Statalist The Stata Listserver


[Date Prev][Date Next][Thread Prev][Thread Next][Date index][Thread index]

Re: st: a question about number precision


From   wgould@stata.com (William Gould, Stata)
To   statalist@hsphsun2.harvard.edu
Subject   Re: st: a question about number precision
Date   Mon, 03 Apr 2006 12:12:51 -0500

Jian Zhang <jzh@ucdavis.edu> asked, 

> I have a problem about number precision.  [...]
>
> Here is the data:
>               ID
>         21557127 
>
> then i run the following do file trying to extract the last three digits
> from the ID:
> 
>        . gen double temxxx=(ID/1000)
>        . gen temyyy=int(temxxx)
>        . gen temzzz=temxxx-temyyy
>        . gen areaxxx=(temzzz*1000)
>        . drop temxxx temyyy temzzz
>
> the generated data looks like the following:
>
>            ID           areaxxx
>      21557127               127
>
> However, when I typed: list if areaxxx==127, stata in fact listed nothing!

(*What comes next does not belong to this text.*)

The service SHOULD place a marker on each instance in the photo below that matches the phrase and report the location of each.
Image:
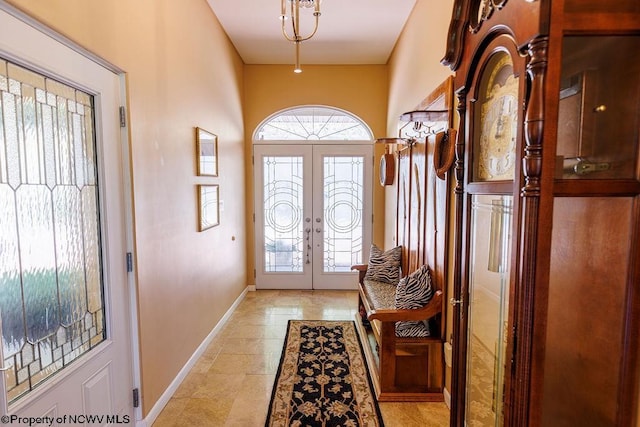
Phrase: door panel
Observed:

There have already been offered alternative solutions to the problem, but none
of those posting have answered the question, what did Jian Zhang do wrong?

To answer that question, let's do the following:

        . set obs 1                             // setup problem
        . gen double ID = 21557127
        . list

        . gen double temxxx = (ID/1000)         // What Jian Zhang did
        . gen temyyy = int(temxxx)
        . gen temzzz = temxxx - temyyy
        . gen areaxxx = temzzz*1000

        . list                                  // Examine result
        . display %16.0g temzzz
        . display %16.0g areaxxx


Here's the result:

        . set obs 1 
        obs was 0, now 1

        . gen double ID = 21557127

        . list

             +----------+
             |       ID |
             |----------|
          1. | 21557127 |
             +----------+

        . 
        . gen double temxxx = (ID/1000)

        . gen temyyy = int(temxxx)

        . gen temzzz = temxxx - temyyy

        . gen areaxxx = temzzz*1000

        . 
        . list

             +--------------------------------------------------+
             |       ID      temxxx   temyyy   temzzz   areaxxx |
             |--------------------------------------------------|
          1. | 21557127   21557.127    21557     .127       127 |
             +--------------------------------------------------+

        . display %16.0g temzzz
         .12700000405312

        . display %16.0g areaxxx
         127.00000762939

The desired result -- 127 -- looked fine until we examined it in detail, 
and then we discovered that the result was in fact 127.00000762939!

That explain why Jian Zhang reported, "when I typed: list if areaxxx==127,
stata in fact listed nothing!"

areaxxx != 127 because tempzzz!=.127.  tempzzz equals .12700000405312.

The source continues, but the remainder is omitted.